Analyse de la recomposition des normes et des représentations dans le domaine de la psychiatrie et de la santé mentale à l’ère de la santé mentale électronique : étude qualitative
Abstrait
Contexte : Pour l’Organisation mondiale de la santé, la santé électronique (eHealth) est considérée comme un moyen efficace d’améliorer les pratiques thérapeutiques et la prévention des maladies en santé. Les outils numériques entraînent des changements majeurs dans le domaine de la médecine mentale, mais des analyses spécifiques sont nécessaires pour comprendre et accompagner ces changements.
Objectif : Notre objectif était de mettre en évidence les positions des différents intervenants du système de soins de santé mentale sur les services et les outils de cybersanté, ainsi que d’établir des profils professionnels et de groupes d’utilisateurs de ces postes et de l’utilisation de ces services.
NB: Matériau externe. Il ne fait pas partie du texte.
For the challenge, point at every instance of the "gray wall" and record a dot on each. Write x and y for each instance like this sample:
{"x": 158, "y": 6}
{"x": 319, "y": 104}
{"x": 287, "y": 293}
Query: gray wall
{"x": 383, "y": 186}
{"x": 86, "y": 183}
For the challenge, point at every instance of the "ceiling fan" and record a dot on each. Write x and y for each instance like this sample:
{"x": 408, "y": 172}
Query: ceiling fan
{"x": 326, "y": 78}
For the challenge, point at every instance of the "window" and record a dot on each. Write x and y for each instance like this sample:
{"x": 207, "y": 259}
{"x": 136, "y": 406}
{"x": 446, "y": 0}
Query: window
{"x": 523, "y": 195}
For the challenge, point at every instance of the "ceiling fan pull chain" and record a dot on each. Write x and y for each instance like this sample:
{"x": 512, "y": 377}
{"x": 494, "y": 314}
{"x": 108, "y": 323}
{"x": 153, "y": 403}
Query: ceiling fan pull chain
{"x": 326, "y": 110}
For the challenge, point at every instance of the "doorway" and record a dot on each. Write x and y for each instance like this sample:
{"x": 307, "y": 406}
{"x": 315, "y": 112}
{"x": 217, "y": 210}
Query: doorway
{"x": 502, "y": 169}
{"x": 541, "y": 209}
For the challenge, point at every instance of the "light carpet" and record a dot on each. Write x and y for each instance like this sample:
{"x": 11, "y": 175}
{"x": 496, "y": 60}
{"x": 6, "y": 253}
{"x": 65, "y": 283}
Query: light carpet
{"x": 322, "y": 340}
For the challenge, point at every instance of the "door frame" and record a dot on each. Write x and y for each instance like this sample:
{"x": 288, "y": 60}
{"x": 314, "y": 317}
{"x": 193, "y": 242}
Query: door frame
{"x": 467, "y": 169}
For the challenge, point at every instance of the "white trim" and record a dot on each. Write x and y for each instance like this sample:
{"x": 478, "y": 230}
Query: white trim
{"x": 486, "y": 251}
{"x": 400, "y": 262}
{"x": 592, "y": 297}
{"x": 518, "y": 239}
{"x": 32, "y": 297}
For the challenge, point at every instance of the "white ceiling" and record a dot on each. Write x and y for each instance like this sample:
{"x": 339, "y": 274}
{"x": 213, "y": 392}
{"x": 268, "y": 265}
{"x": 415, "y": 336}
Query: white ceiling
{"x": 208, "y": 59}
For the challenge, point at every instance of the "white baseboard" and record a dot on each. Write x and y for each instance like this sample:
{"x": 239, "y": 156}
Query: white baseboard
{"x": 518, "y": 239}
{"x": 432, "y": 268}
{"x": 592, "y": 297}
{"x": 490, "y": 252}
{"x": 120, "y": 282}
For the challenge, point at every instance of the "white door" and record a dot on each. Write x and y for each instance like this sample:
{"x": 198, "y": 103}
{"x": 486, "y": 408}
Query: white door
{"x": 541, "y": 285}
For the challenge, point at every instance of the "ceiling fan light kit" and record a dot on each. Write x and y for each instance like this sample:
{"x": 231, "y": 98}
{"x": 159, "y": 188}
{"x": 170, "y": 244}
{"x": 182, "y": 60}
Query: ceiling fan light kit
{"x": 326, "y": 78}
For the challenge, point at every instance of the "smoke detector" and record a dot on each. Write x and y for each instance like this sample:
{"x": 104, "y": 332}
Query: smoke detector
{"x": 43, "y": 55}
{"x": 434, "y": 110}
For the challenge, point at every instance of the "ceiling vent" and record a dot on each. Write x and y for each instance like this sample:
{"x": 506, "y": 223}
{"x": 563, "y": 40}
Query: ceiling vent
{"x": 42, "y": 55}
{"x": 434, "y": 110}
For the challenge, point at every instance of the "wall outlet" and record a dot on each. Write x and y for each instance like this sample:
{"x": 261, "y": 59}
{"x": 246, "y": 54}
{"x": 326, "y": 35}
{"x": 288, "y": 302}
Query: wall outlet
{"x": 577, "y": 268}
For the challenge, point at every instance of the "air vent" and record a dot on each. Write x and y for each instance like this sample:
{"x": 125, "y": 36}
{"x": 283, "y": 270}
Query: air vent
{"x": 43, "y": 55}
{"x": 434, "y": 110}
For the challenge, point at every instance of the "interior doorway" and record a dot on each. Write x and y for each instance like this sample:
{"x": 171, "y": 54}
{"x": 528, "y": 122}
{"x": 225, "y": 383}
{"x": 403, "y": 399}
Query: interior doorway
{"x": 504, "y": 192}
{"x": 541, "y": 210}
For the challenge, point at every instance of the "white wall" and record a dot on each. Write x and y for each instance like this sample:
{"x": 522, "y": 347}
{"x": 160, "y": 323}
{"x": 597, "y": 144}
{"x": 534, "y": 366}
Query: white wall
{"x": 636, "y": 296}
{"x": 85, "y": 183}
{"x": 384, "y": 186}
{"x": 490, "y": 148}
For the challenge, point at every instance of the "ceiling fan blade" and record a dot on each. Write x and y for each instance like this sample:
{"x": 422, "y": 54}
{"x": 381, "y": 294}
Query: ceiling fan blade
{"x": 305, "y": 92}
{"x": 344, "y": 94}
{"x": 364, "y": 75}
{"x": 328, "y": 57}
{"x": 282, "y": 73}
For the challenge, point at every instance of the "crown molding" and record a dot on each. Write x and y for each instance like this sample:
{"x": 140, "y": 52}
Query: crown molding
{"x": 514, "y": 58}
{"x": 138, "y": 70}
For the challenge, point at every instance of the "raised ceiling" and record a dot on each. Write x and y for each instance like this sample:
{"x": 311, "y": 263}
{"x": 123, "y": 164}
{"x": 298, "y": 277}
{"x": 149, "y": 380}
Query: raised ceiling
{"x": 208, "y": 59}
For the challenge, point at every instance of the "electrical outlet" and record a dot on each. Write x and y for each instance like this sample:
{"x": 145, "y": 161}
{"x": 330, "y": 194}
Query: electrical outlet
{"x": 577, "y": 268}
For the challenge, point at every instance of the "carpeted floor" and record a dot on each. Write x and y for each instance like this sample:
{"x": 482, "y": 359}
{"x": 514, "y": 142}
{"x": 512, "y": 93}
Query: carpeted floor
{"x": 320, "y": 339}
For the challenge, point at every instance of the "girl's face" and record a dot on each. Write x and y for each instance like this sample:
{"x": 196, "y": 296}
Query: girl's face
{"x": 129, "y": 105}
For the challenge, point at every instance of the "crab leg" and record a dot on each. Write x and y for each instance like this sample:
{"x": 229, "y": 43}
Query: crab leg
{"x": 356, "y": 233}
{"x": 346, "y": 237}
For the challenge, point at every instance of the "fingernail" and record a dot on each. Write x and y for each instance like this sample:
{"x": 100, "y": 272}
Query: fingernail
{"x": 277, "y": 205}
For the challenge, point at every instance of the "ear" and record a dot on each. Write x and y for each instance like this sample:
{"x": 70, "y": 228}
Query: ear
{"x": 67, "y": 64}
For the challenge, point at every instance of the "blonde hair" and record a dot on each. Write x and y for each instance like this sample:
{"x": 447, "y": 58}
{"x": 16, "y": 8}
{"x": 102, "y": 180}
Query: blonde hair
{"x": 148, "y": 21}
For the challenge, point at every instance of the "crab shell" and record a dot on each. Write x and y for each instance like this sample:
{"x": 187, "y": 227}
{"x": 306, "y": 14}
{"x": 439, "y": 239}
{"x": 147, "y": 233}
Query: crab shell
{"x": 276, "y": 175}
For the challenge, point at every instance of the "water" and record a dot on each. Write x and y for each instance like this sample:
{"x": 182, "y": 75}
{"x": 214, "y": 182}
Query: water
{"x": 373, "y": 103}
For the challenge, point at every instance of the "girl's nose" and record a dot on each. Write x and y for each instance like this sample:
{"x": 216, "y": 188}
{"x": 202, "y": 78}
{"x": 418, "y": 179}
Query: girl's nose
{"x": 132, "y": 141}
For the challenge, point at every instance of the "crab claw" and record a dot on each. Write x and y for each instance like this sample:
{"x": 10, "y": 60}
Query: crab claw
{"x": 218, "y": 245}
Méthodes : Afin d’acquérir les opinions et les attentes de différentes catégories de personnes, nous avons réalisé une étude qualitative basée sur 10 groupes de discussion (n=70, de 3 à 12 personnes par groupe) composés de : médecins généralistes, psychiatres, psychologues, travailleurs sociaux, ergothérapeutes, infirmières, soignants, utilisateurs des services de santé mentale, représentants des usagers et grand public. Les analyses des discussions des groupes de discussion ont été effectuées indépendamment par quatre chercheurs par l’entremise d’une grille d’analyse commune. La méthode comparative constante a été adoptée dans ce cadre.
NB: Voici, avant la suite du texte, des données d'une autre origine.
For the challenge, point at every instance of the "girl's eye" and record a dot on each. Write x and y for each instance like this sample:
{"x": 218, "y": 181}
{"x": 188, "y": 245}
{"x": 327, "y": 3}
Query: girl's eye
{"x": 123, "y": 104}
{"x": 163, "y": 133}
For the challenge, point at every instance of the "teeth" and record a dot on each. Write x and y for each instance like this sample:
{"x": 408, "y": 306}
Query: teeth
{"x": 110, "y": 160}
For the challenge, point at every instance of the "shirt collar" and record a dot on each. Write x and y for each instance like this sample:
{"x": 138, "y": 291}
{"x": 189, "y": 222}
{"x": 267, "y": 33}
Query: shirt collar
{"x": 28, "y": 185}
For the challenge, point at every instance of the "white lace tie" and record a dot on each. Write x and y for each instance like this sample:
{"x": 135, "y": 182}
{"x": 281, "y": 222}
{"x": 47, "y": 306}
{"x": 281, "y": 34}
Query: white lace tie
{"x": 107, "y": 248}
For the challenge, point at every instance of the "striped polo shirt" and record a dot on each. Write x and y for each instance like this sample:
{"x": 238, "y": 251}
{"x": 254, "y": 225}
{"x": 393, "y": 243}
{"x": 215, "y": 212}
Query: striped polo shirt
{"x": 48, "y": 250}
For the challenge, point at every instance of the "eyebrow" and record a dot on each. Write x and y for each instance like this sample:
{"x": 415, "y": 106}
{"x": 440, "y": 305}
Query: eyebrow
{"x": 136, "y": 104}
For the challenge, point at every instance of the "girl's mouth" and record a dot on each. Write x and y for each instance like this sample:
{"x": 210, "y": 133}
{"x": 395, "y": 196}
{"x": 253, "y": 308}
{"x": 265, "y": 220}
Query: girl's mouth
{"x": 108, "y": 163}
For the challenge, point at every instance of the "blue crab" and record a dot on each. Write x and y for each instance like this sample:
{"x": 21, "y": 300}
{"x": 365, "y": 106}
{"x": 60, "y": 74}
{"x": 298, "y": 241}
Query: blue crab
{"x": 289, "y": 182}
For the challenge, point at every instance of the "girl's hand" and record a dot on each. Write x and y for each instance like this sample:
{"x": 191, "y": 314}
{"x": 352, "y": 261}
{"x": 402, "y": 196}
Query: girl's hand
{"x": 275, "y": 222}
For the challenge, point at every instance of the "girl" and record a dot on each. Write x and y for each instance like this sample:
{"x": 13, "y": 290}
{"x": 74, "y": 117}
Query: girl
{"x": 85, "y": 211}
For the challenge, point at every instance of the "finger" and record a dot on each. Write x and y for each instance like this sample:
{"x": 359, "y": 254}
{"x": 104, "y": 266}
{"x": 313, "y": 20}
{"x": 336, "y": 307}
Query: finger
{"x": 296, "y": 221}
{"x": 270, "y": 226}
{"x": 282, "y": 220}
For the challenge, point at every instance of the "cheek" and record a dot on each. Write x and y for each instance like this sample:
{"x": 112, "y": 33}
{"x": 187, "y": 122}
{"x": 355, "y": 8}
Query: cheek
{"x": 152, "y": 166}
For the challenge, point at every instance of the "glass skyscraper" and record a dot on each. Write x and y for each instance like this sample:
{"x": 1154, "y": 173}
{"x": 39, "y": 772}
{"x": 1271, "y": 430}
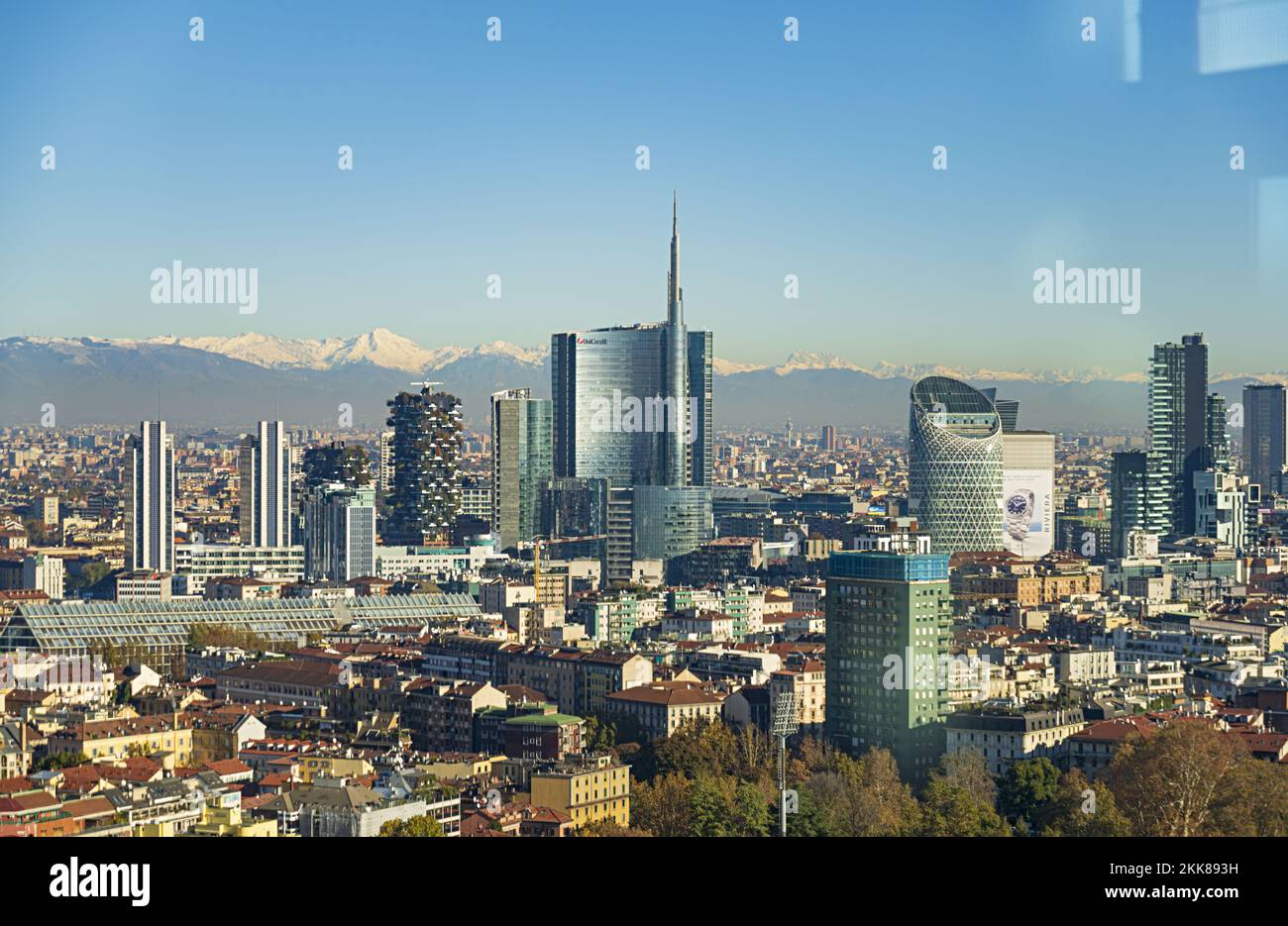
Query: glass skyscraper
{"x": 265, "y": 485}
{"x": 632, "y": 407}
{"x": 1127, "y": 497}
{"x": 339, "y": 532}
{"x": 889, "y": 625}
{"x": 1263, "y": 427}
{"x": 520, "y": 463}
{"x": 426, "y": 487}
{"x": 1179, "y": 429}
{"x": 954, "y": 465}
Résultats : Les personnes interrogées ont exprimé différents problèmes que les nouvelles technologies engendrent dans le domaine de la santé mentale. Ce qui était auparavant strictement sous la juridiction des médecins tend maintenant à être fragmenté et distribué sur différents groupes et lieux. Les nouvelles technologies repositionnent les soins dans le domaine des activités domestiques plutôt que thérapeutiques, et donc la conception des soins comme activité autonome dans la vie du sujet est remise en question. L’idéal de l’autonomie sociale par la technologie fait partie de la nouvelle logique de la démocratie et de l’autonomisation de la santé, qui est liée à une forte aspiration contemporaine à la performance. Les participants ont souligné qu’il y avait un risque potentiel de diminution de l’autonomie pour le patient engagé numériquement, tandis que l’autonomisation personnelle pourrait devenir un ensemble d’obligations.
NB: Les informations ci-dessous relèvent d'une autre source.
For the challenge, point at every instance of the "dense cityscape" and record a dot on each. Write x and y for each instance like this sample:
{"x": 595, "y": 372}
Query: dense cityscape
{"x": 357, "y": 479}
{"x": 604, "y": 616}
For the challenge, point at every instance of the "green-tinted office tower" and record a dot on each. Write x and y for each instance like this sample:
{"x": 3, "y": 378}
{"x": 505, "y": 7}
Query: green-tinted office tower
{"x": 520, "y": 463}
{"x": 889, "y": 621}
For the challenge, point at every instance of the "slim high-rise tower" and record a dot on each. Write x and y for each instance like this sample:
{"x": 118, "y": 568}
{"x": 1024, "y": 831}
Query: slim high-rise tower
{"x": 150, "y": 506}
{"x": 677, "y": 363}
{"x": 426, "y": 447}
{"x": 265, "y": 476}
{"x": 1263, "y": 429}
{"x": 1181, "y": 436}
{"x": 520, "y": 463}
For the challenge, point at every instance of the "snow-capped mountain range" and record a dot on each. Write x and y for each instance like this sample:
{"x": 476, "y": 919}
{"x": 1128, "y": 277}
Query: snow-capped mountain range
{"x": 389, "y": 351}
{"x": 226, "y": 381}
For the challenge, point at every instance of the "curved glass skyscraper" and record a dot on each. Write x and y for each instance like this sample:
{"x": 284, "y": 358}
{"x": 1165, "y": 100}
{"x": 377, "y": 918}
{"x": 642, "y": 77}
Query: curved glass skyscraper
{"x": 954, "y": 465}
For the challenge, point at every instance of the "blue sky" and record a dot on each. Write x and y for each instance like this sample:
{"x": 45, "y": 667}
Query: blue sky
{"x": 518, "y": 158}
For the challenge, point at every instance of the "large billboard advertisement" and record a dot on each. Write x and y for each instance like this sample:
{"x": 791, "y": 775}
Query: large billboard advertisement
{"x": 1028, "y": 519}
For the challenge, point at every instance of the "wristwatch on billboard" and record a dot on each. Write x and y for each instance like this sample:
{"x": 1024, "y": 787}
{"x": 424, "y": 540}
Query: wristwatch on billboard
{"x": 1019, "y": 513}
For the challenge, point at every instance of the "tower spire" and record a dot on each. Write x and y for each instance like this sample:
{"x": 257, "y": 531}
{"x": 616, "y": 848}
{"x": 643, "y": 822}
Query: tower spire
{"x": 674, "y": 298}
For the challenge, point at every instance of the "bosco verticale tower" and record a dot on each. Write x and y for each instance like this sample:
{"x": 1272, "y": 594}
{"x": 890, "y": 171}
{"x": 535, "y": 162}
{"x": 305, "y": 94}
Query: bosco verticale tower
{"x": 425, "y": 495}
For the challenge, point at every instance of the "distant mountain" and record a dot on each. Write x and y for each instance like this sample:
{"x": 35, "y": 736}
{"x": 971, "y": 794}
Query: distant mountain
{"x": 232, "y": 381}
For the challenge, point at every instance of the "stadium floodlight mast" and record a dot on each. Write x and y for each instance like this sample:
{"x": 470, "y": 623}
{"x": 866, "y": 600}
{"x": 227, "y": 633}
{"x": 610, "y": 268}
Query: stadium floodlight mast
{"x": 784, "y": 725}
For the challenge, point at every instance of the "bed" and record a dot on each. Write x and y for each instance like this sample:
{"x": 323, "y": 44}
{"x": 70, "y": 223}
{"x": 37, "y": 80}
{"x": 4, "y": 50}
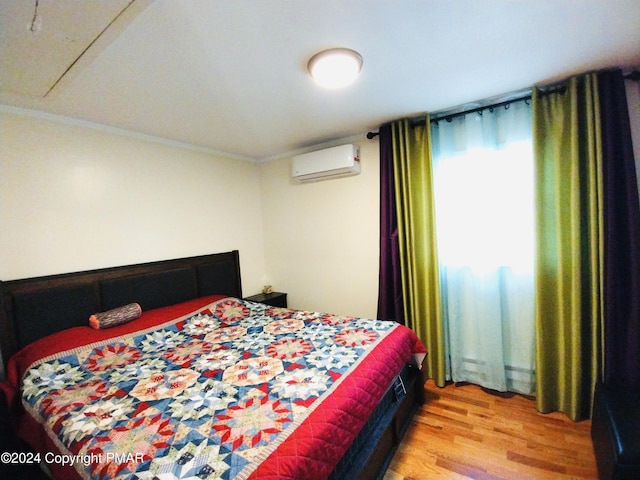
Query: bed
{"x": 202, "y": 383}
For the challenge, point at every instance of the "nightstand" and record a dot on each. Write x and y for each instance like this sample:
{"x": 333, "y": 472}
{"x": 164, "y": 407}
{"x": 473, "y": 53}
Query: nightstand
{"x": 274, "y": 299}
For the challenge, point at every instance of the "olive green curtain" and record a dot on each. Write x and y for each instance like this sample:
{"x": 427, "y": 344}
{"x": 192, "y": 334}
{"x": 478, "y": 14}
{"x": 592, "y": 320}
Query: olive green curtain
{"x": 413, "y": 183}
{"x": 569, "y": 283}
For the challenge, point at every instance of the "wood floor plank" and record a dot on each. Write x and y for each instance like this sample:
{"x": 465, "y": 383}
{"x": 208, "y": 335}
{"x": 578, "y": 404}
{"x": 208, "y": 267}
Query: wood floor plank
{"x": 466, "y": 432}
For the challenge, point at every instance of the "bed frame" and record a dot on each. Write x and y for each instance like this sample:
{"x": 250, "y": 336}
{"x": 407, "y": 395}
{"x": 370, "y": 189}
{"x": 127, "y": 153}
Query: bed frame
{"x": 35, "y": 307}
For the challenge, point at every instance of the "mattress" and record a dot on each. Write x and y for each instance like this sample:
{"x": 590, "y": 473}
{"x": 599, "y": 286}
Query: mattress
{"x": 217, "y": 387}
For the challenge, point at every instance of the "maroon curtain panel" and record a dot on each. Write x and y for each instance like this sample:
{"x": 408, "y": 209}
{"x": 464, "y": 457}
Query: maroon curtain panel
{"x": 389, "y": 278}
{"x": 621, "y": 217}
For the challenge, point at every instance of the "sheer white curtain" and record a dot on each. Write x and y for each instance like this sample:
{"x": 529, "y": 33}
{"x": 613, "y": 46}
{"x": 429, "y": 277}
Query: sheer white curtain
{"x": 483, "y": 180}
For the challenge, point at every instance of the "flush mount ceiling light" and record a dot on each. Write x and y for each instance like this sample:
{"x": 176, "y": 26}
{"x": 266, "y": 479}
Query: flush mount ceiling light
{"x": 335, "y": 68}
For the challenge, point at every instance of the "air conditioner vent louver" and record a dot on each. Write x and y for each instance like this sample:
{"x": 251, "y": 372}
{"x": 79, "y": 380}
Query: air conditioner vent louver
{"x": 332, "y": 162}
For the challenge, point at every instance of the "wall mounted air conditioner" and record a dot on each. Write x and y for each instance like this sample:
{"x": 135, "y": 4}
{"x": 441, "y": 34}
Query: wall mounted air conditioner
{"x": 332, "y": 162}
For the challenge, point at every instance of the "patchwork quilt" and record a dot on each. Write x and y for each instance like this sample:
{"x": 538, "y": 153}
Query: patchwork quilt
{"x": 234, "y": 389}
Conclusions : Cette recherche qualitative met en évidence l’hétérogénéité des opinions entre les groupes et au sein de chaque groupe. Il suggère que les opinions sur les dispositifs électroniques de santé mentale sont encore loin d’être stabilisées, et qu’un processus de gestion du changement devrait être mis en place à la fois pour réglementer le développement et faciliter l’utilisation de ces outils.